Complement factor B, Human, ELISA kit

Complement is a major defense system of innate immunity and aimed to destroy microbes. There are three pathways of complement activation. The classical and lectin pathways are initiated by the binding of recognition proteins to specific targets. The classical pathway is activated by IgM, isotypes of IgG, and several other proteins such as C-reactive protein and serum amyloid P protein. The lectin pathway is initiated by the binding of mannose binding lectin to carbohydrate moieties found primarily on the surface of pathogens.

In contrast to the other two pathways, the alternative pathway is continuously activated as a result of spontaneous hydrolysis of complement component C3. Because of this spontaneous activating capability, the alternative pathway requires continuous regulation. Endogenous cells and tissues protect themselves from uncontrolled activation by expressing complement regulatory proteins (especially Factor H) that are able control alternative pathway activation.
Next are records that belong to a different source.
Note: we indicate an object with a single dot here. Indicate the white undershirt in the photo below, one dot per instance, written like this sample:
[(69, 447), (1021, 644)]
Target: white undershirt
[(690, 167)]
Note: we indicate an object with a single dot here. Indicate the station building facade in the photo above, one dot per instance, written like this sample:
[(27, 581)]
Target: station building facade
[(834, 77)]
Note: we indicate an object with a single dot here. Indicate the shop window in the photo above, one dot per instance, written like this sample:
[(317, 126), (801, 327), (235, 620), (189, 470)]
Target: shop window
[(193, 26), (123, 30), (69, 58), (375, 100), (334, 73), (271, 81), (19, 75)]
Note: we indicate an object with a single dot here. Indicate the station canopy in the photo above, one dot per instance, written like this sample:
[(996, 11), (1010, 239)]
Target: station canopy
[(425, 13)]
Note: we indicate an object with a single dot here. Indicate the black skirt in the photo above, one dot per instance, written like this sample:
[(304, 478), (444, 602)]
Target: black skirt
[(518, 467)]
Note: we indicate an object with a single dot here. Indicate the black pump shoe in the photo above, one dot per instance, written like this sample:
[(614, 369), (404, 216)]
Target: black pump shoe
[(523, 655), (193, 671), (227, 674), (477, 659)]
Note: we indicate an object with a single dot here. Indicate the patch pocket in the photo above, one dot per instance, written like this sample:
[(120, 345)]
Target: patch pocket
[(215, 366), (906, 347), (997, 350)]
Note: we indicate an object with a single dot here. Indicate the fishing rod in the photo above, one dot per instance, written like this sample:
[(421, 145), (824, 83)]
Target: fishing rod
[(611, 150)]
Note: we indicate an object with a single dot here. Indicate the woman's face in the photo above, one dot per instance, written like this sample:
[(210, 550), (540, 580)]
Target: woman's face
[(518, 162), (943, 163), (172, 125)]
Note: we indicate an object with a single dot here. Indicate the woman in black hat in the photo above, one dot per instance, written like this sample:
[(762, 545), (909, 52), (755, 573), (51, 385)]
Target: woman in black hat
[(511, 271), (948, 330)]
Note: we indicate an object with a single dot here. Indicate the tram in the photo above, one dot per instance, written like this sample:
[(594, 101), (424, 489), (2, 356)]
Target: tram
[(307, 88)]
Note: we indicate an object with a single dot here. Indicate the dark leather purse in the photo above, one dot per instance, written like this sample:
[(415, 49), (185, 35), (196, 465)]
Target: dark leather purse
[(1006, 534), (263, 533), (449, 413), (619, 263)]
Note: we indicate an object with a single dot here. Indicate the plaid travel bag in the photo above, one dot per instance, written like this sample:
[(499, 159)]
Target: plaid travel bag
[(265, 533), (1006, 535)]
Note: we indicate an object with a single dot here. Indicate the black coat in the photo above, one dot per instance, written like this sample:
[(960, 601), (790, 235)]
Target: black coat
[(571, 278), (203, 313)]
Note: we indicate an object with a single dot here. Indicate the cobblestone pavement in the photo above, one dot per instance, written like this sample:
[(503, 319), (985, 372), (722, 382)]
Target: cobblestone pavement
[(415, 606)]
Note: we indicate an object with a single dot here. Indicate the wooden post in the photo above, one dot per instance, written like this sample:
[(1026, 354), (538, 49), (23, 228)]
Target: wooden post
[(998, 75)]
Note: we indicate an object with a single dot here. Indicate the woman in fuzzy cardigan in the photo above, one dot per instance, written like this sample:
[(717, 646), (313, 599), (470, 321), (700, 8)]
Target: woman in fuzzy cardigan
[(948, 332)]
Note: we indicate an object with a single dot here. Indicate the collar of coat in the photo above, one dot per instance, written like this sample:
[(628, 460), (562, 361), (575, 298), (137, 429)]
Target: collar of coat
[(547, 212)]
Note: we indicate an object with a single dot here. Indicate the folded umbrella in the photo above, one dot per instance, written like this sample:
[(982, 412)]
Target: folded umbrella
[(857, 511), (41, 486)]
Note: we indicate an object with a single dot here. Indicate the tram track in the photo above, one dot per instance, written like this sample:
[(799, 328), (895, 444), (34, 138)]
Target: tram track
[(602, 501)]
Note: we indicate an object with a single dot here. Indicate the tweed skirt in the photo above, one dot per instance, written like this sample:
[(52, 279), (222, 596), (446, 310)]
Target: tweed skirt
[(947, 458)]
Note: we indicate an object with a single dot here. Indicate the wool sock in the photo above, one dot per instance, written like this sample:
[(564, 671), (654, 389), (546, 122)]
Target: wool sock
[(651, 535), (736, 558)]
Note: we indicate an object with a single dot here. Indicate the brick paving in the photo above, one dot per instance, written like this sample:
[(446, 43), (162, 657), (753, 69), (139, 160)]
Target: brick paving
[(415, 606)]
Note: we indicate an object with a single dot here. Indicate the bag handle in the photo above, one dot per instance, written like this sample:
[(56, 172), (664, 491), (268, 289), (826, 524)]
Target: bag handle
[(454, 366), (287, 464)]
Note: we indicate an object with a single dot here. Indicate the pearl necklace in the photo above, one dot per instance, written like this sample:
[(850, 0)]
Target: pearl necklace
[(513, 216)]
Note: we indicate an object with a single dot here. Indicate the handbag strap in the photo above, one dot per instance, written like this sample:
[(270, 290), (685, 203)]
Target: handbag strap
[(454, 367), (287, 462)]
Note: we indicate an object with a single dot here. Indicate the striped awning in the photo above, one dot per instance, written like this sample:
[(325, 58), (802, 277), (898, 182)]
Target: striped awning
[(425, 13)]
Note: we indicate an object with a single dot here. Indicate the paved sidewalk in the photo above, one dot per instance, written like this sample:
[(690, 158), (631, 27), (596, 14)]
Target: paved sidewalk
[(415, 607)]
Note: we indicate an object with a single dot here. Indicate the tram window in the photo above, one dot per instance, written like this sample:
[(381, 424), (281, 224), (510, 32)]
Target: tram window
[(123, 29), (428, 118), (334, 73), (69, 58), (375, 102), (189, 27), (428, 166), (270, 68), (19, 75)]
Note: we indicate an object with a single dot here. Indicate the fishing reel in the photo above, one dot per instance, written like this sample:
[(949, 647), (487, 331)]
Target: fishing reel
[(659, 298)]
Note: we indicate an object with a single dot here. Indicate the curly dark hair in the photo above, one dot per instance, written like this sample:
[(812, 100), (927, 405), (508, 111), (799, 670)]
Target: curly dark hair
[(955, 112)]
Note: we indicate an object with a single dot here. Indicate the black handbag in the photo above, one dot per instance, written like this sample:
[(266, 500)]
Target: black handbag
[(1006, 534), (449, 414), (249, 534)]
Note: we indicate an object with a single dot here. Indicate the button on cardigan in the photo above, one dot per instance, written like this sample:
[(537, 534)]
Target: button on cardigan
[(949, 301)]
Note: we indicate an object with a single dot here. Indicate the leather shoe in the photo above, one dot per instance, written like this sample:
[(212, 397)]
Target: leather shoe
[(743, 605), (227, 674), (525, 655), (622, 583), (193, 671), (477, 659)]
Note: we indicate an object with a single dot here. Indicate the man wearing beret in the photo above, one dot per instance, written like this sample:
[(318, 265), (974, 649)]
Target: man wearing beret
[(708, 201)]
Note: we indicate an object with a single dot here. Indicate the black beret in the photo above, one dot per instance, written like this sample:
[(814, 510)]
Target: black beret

An “activating” surface is, in large part, one without adequate regulatory protein function to control alternative pathway activation (such as the surface of pathogens). The auto-activation process starts with the spontaneous hydrolysis of C3, which results in the formation of C3(H2O). In turn, C3(H2O) binds complement factor B. Once factor B associates with C3(H2O), factor B itself changes conformation and can then be cleaved by the constitutively active serum protease factor D, generating Ba and Bb. The Bb fragment remains associated with the complex and can then, through its own serine protease domain, cleave additional C3 molecules, generating a form designated C3b. Once C3b is generated, it associates with factor B to generate more C3-convertase, resulting in the activation of the complement cascade. Factor B circulates in the blood as a single chain polypeptide. The human Factor B ELISA is to be used for the quantitative determination of Factor B in plasma samples.